33 | Hoodie hitam; dugaannya benar ✓
Gadis dengan rambut sebahu itu menutup pintu sambil kemudian melepas tudung hoodie dari kepalanya. Ia kini meraih handphone, lalu menekan beberapa huruf pada keyboard untuk membalas pesan dari pacarnya dengan kakinya yang terus melangkah menuju kamar.
Gadis bernama Sisil itu langsung membuka pintu kamar setelah tepat berada didepan sana. Sisil melangkahkan kaki beberapa, hingga kemudian terdiam sejenak menatap meja riasnya.
Sisil menghembuskan nafas kemudian, kini melangkahkan kakinya kembali, "gue pikir kamar gue ada penunggunya." Ia harusnya tak kaget lagi dengan kahadiran gadis itu di kamarnya. Mamanya memang selalu menyuruh gadis itu untuk langsung ke kamar Sisil ketika dia tak ada.
Gadis dengan rambut terurai panjang ditambah kaos putih polos itu masih diam ditempatnya, sambil terus menatap diri-terlebih lagi wajahnya, "kalo pas sekolah rambut gue diginiin, orang-orang bakal pingsan gak sih?" tanyanya kini masih menatap cermin.
Sisil berjalan mendekat kasur, kemudian duduk disana dan menatap gadis itu dengan senyuman samar, "gak usah, mending kucir aja," katanya menyahuti, "lo rambut digerai gitu nongkrongnya di taman belakang sekolah, mang Rahmat nanti panik," lanjutnya.
Kemudian suasana jadi hening. Hingga tak lama, Sisil kembali bersuara setelah menatap punggung gadis itu dan menghembuskan nafas kecil, "Mama papa pulang?" tanya Sisil.
Gadis dengan nama Alya itu diam tak menyahuti, bahkan tak menoleh sedikit pun. Dia malah semakin dalam menatap dirinya dalam cermin.
Kata orang, dia ini cantik. Wajahnya sempurna, layaknya bidadari. Rasanya semua orang telah melakukan kebohongan. Alya menatap cermin lama, dengan otaknya yang terus memutar pertanyaan; dimana letak yang bisa dikatakan cantik? Wajahnya suram, bagai gua penuh kelelawar. Tak ada bidadari disana. Yang ada hanya gadis lusuh dengan sejuta luka. Ehm... sebenarnya tidak sejuta, hanya beberapa─namun benar-benar terasa menyakitkan.
Dan Alya pergi ke rumah ini untuk 'setidaknya mengurangi luka itu.
Mama Papa Alya pulang tadi pagi dan begitu dia bangun, dia harus dihadapkan dengan keributan yang terjadi di rumahnya. Kenapa semuanya tak pernah damai? Lebih baik saat cerita ini baru saja dimulai. Mereka pulang lalu memberi perhatian pada anak semata wayangnya ini─walau kadang gadis itu menolak (karena kecewa). Tak seperti sekarang, yang saat pulang malah membawa keributan.
Alya menghirup nafas perlahan, kemudian menghembuskan nya.

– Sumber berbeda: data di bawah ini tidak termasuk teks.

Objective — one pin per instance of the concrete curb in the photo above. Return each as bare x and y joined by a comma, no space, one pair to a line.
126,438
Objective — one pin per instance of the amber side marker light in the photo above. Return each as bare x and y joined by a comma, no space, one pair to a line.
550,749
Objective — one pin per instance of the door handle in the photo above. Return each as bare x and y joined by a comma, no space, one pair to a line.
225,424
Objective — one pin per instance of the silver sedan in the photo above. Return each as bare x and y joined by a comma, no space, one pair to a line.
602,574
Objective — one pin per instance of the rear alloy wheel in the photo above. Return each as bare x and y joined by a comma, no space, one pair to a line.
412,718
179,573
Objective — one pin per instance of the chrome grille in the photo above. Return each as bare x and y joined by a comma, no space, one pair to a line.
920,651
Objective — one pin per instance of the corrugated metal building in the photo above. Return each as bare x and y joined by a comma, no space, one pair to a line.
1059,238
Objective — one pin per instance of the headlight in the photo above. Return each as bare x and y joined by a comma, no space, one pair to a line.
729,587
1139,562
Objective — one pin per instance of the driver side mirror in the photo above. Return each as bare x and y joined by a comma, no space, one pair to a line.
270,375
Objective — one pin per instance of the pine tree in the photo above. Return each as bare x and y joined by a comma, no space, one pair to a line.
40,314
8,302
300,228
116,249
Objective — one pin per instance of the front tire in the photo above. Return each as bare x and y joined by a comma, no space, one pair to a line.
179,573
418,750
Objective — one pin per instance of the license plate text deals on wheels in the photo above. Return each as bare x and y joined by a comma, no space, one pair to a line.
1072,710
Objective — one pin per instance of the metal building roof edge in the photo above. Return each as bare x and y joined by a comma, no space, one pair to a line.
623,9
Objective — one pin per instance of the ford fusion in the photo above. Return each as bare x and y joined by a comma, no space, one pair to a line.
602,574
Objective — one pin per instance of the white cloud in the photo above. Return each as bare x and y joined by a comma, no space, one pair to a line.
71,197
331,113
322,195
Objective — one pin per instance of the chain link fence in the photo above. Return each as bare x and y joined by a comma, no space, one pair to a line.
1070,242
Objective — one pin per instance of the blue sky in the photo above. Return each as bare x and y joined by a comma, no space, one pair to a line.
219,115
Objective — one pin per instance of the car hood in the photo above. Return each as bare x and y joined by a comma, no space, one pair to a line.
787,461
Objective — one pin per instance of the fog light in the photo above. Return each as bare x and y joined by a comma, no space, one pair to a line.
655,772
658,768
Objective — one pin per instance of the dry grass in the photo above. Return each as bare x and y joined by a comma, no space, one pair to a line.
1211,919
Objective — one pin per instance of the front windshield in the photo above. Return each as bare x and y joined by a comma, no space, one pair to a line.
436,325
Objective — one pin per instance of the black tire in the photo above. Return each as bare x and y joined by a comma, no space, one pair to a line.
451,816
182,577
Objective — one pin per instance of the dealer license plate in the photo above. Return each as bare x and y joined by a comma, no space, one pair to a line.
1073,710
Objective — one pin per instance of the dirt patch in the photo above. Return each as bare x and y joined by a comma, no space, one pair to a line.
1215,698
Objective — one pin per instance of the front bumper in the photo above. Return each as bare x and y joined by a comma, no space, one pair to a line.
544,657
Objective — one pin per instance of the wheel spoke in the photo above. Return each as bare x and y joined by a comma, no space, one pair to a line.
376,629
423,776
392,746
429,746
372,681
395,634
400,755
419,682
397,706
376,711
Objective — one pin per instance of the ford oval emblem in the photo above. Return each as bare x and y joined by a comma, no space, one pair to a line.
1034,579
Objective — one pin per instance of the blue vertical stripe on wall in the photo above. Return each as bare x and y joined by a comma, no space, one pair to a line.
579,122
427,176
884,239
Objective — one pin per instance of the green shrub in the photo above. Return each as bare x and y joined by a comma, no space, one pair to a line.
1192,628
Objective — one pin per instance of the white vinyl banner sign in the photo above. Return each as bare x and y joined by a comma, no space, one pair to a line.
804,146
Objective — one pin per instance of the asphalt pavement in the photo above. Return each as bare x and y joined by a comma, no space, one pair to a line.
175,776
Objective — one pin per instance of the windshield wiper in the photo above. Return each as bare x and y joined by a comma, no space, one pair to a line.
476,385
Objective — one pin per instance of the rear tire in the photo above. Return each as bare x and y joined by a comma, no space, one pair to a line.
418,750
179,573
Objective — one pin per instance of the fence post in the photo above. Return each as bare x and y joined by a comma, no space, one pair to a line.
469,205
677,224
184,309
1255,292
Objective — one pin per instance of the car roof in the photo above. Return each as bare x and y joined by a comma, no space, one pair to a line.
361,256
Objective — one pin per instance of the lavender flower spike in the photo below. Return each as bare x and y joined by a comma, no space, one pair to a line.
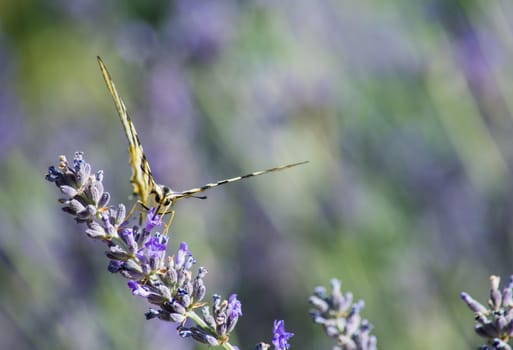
281,337
495,322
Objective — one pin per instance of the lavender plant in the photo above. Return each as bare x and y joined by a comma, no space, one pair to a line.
495,322
341,319
139,255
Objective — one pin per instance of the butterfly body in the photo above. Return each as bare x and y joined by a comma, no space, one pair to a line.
150,193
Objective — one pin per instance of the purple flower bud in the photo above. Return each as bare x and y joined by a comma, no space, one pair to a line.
281,337
137,289
152,220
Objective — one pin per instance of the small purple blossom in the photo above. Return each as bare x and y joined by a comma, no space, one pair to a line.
182,254
152,220
137,289
234,307
281,337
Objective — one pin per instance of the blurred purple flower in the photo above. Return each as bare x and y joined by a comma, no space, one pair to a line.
281,337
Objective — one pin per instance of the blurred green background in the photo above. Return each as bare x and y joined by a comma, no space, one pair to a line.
403,108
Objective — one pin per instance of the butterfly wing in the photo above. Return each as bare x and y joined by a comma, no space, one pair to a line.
141,179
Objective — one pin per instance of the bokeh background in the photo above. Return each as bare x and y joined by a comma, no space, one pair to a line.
404,109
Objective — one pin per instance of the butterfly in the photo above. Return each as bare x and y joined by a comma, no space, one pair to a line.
150,193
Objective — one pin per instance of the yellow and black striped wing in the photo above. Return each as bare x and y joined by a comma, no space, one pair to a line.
193,191
141,178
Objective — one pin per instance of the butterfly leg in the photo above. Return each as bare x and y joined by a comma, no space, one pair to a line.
168,224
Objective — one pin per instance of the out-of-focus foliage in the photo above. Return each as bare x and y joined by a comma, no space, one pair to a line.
404,109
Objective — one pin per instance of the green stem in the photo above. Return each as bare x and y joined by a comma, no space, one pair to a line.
199,321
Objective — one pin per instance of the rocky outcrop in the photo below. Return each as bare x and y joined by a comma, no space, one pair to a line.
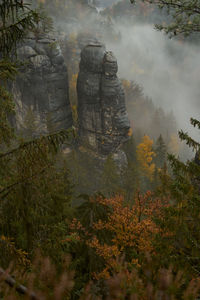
42,85
102,115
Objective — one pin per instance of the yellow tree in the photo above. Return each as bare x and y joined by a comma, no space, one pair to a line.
145,156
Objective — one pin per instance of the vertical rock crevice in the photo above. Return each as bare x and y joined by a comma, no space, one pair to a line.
42,85
103,121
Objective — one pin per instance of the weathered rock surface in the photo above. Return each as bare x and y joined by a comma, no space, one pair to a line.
42,85
103,119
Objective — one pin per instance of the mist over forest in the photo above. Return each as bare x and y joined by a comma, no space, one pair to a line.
166,69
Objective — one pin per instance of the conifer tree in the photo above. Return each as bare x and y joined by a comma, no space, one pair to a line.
161,152
182,218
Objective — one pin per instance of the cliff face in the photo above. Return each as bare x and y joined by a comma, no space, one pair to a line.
103,119
42,85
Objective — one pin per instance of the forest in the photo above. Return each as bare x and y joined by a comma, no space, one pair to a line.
99,150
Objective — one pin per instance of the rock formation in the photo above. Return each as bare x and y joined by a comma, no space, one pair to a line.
42,85
103,119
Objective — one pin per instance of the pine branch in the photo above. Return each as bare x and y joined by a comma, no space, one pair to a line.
21,289
52,141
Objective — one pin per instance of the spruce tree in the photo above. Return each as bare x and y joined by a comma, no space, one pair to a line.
161,152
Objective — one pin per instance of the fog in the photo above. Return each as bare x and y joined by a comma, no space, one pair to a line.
167,69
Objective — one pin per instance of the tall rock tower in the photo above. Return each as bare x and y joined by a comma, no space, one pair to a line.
42,85
103,121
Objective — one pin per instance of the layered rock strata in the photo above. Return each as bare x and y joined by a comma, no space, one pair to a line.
42,85
103,121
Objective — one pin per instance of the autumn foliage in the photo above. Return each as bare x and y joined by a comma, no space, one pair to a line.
127,231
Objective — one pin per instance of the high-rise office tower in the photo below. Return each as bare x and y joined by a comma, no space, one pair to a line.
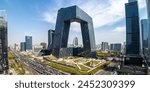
144,27
116,47
16,47
3,45
64,18
28,40
132,28
22,46
44,45
104,46
133,44
50,39
75,42
148,12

Gadis itu mengukir senyum diwajahnya sebelum selanjutnya menggeser tubuh 180 derajat menghadap Sisil.
Alya terdiam sejenak, melebarkan mata setelah melihat Sisil yang tak jauh dihadapannya. Gadis itu kemudian mengerjap, "itu hoodie lo?" tanyanya dengan tampang yang masih terkejut.
Sisil melihat hoodienya, lalu melihat pada Alya, "Fajar," sahutnya singkat.
Alya membuang nafas lega, dugaannya benar.
"Tapi itu gue," cetus Sisil membuat Alya kini kembali melebarkan mata, walau dengan tampang polos.
"HA, GUE APA?" tanya Alya jadi tak santai. Kini mendekatkan diri pada Sisil, duduk disebelahnya.
"Yang hari itu berdiri disebelah Yurika," ujar Sisil santai, memberi jeda, "yang hari itu juga liat lo ribut ala anak remaja dipinggir jalan... itu gue," katanya seraya menoleh pada Alya, "dan gue jadi tau... sejak hari itu, lo mulai peduli sama dia. Atau mungkin sebelum itu, lo udah diam-diam peduli sama Reffal??"
Alya meneguk ludah sambil menatap temannya itu. Kenapa ia tak pernah terpikir jika orang dengan hoodie hitam hari itu adalah Sisil. Kenapa Fajar yang jadi tebakannya. Apa karena disebelahnya adalah Yurika? Jadi, dengan percaya diri ia berasumsi bahwa itu Fajar. Hm, pantas saja besoknya Fajar tak cerita diam-diam tentang hal itu pada Alya.